Anna Eusebi and Raffaele Iacopini are researching their father’s and grandfather’s time as prisoners of war in the Gympie district from 1944-1945 and need the help of Gympie locals to fill in the missing details.
Anna’s nonno Fortunato Gobbi and Raffaele’s father Luigi Iacopini, together with Giovanni Meconi, all from the Ascoli Piceno province of Italy, began work on an Amamoor farm owned by J.J.Parr on 5th August 1944.
Anna says, “My nonno never talked much about this piece of his life after he returned to Italy and I would appreciate any help from people who can help me find out more. If possible, I would like to contact someone from the Parr family at Amamoor to know if someone remembers my nonno.”
Anna has shared photos from Fortunato’s time at Amamoor in the hope that someone might remember something. “We always knew that these photos held special memories for my nonno.
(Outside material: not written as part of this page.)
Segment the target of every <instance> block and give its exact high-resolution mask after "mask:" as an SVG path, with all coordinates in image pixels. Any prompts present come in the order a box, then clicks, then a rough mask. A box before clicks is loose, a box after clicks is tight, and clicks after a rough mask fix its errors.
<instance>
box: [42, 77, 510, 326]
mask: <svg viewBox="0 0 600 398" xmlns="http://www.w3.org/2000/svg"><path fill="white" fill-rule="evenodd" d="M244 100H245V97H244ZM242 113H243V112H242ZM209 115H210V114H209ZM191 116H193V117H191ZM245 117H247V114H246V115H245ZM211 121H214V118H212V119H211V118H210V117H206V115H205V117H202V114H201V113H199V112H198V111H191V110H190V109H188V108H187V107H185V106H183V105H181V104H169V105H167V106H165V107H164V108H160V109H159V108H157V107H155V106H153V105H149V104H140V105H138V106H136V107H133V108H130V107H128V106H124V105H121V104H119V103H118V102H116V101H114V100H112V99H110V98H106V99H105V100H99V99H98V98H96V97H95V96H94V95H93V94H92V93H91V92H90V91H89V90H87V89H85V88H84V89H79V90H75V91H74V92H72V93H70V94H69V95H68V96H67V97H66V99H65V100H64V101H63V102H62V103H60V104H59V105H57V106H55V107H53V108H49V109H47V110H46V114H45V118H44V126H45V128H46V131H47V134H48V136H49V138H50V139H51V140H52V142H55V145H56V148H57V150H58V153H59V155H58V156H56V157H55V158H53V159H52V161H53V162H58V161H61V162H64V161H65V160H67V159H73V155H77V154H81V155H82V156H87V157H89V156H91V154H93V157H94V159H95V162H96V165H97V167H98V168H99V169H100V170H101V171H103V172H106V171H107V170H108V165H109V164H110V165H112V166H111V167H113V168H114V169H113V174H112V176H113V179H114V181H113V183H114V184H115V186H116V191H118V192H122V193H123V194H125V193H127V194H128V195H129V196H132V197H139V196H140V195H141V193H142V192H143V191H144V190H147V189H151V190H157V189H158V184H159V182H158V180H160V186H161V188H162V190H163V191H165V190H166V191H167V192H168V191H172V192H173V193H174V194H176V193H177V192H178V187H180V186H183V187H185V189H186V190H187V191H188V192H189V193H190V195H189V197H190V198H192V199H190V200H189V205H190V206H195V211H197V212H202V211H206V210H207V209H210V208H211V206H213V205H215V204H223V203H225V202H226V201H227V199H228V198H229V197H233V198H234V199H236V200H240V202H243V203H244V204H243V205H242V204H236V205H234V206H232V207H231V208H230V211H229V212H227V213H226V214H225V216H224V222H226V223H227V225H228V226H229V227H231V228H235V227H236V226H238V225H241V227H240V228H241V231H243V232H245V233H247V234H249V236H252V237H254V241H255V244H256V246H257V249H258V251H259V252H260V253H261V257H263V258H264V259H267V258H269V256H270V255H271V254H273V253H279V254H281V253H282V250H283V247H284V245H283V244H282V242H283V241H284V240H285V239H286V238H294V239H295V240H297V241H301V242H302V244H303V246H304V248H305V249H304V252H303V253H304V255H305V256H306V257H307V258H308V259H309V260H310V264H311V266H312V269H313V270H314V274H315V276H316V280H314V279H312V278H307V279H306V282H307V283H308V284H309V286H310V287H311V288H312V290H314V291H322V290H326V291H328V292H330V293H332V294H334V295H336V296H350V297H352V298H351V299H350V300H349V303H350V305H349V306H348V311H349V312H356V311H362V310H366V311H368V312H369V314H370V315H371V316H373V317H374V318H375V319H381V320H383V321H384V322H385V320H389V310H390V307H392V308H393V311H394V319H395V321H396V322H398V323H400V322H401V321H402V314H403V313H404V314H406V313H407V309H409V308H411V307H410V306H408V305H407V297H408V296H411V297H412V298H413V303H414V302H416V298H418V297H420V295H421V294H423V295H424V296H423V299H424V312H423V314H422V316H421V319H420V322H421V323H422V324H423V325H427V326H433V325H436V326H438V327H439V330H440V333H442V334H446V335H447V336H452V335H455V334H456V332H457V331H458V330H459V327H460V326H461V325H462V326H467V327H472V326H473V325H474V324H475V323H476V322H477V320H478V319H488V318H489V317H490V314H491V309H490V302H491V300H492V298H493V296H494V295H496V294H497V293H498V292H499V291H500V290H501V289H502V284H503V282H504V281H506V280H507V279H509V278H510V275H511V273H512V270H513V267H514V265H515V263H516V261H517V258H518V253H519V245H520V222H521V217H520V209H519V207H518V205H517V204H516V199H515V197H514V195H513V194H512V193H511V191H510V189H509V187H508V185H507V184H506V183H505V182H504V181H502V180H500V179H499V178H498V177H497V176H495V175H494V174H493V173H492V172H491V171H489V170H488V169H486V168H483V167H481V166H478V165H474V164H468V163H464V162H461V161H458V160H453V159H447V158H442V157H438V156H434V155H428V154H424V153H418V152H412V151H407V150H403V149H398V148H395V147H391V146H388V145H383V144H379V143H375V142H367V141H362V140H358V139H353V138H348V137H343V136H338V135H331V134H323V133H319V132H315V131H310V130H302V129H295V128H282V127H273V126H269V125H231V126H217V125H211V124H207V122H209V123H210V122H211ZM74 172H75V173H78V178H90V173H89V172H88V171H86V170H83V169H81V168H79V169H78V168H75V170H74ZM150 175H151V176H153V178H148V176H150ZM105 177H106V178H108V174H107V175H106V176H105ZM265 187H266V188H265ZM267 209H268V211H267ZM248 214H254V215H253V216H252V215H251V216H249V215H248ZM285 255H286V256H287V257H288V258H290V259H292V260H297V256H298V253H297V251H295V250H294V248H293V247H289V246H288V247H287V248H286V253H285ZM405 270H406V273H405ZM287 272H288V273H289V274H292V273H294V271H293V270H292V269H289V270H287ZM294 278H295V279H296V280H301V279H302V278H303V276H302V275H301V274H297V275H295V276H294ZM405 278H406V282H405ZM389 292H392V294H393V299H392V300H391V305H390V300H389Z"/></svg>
But it wasn’t until I found the research project “Footprints of Italian Prisoners of War in Queensland” that I began to understand some of nonno’s story. The researcher, Joanne Tapiolas, told me the name of the farmer and where the farm was. She also told me that the photos show the Land Army Girls and the Italian prisoners of war who worked together on many farms during the war. One of the photos shows a truck loaded up with sacks of potatoes.”
Amamoor Farm Gympie 1944-1945
Luigi Iacopini on the left and Fortunato Gobbi centre front.
Raffaele Iacopini is hoping that Gympie residents might recognise the people in one of his father’s photos. Raffaele believes that the photo was sent to his father Luigi after the war and must be from someone that he knew. Possibly it was sent to Raffaele after he left a Gympie farm but was still in Australia.
The sender wrote on the back of the photo, You know who this is? Miss …cia and me, horses and fruit. “I hope that someone recognises the people in this photo and can tell me something more about my father when he worked in Amamoor and the people he met,” says Raffaele.